The woman, who cannot be named but is understood to have survived a concentration camp during World War II, described the attack to police in a recorded video interview last year.

However she died soon after, before police could bring the matter to the District Court for trial.


In the NSW Court of Criminal Appeal today, Mr Webb's lawyer, Greg Scragg, said that this meant his client had suffered "unfair prejudice" because the complainant could not be cross-examined about the attack.

He said it was possible the DNA matched another person and the only way to explore that was by putting the woman in the witness box and asking her to describe her attacker.

Issues of intoxication and consent also needed to be put to her.

He sought and was denied a permanent stay of the matter earlier this year, and appealed to the Court of Criminal Appeal.

"It's our submission that it would be quite extraordinary to allow this trial to proceed on the basis of nothing more than a collection of hearsay representations," he said.

"Most of the crime scene exhibits have been lost - fingerprints from the car, the blood stain on a beer bottle.

"There would be a shadow hanging over any conviction that might result because of the unfair and unacceptable prejudice hanging over my client."

But this afternoon, the three-judge panel rejected Mr Webb's appeal, meaning that the matter can now proceed to trial.

During the hearing Crown prosecutor, Sally Dowling said that the great strength of the prosecution case was the DNA evidence.

"There would be nothing in any cross-examination of the complainant that could rebut that evidence," she said.
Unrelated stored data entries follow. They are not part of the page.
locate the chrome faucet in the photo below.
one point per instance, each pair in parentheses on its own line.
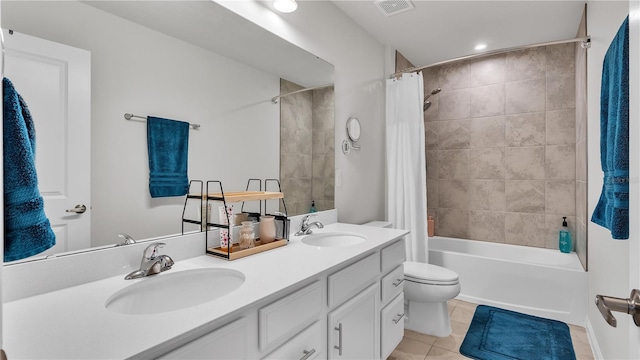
(152,263)
(128,240)
(305,227)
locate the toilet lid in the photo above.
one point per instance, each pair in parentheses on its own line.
(429,274)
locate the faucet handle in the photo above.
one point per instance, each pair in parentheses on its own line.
(154,248)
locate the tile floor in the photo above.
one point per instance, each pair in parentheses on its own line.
(416,346)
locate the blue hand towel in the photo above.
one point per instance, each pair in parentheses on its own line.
(612,210)
(27,230)
(168,145)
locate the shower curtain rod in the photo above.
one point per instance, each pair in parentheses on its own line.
(276,99)
(585,44)
(132,117)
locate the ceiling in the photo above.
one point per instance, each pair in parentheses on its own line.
(434,31)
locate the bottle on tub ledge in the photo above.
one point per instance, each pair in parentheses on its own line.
(565,244)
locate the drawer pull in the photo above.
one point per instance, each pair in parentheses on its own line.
(307,354)
(339,346)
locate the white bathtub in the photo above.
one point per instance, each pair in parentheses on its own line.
(535,281)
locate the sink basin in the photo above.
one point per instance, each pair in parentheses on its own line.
(174,291)
(333,239)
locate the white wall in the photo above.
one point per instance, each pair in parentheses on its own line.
(133,71)
(322,29)
(608,258)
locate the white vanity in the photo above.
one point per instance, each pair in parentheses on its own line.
(296,302)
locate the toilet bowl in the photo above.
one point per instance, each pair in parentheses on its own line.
(427,288)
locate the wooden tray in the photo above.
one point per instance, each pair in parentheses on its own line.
(237,253)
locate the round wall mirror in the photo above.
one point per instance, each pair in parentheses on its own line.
(353,129)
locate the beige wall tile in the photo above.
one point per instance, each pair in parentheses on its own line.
(524,163)
(525,229)
(525,196)
(452,223)
(487,195)
(487,132)
(560,197)
(453,134)
(486,226)
(453,194)
(561,92)
(488,100)
(561,59)
(526,64)
(432,164)
(561,127)
(488,70)
(525,96)
(486,163)
(525,129)
(553,225)
(560,162)
(454,76)
(453,164)
(453,104)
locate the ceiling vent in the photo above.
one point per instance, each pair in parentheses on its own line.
(393,7)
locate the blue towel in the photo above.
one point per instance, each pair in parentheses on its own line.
(168,145)
(27,230)
(612,210)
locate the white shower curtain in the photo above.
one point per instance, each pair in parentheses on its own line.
(406,164)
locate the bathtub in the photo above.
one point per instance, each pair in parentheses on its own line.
(535,281)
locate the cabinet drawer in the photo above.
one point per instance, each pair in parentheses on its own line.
(306,345)
(351,280)
(392,284)
(391,325)
(393,255)
(284,318)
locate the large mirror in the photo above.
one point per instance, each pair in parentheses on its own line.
(193,61)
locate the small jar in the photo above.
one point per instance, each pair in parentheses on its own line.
(267,229)
(247,235)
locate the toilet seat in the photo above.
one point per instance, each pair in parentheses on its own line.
(429,274)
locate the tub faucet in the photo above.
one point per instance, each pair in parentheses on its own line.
(151,263)
(305,227)
(128,240)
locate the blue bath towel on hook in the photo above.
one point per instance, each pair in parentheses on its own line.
(612,210)
(168,145)
(27,230)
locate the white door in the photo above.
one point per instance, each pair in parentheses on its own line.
(55,82)
(634,167)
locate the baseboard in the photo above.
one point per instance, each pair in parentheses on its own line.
(593,342)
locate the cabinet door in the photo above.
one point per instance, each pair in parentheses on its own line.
(353,327)
(392,325)
(227,342)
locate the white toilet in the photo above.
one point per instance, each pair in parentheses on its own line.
(427,288)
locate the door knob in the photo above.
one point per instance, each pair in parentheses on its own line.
(79,209)
(631,306)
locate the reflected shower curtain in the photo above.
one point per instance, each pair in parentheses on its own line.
(406,164)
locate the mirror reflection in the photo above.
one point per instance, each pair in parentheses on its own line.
(170,60)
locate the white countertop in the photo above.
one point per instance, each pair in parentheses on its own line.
(73,323)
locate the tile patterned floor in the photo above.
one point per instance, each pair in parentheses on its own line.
(416,346)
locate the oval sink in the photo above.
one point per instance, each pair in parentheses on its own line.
(333,239)
(174,291)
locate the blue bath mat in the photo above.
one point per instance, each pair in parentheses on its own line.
(498,334)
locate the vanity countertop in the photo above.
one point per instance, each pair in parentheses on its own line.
(73,323)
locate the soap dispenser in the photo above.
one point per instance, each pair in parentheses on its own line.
(564,237)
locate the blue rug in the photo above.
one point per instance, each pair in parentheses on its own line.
(498,334)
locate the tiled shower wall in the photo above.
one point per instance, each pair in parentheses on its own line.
(501,146)
(307,148)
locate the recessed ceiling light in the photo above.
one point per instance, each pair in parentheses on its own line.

Ms Dowling also said that, under the law, a permanent stay could only be granted in exceptional circumstances.

"There is a strong public interest in a person facing serious criminal charges being brought to trial," she said.

She also said that the alleged victim was only one of a number of witnesses involved in the trial.

As well as dismissing Mr Webb's appeal in relation to a permanent stay of proceedings, the three-judge panel also overturned an earlier decision in the District Court that prevented a large portion of the alleged victim's video interview with police from being used at the trial.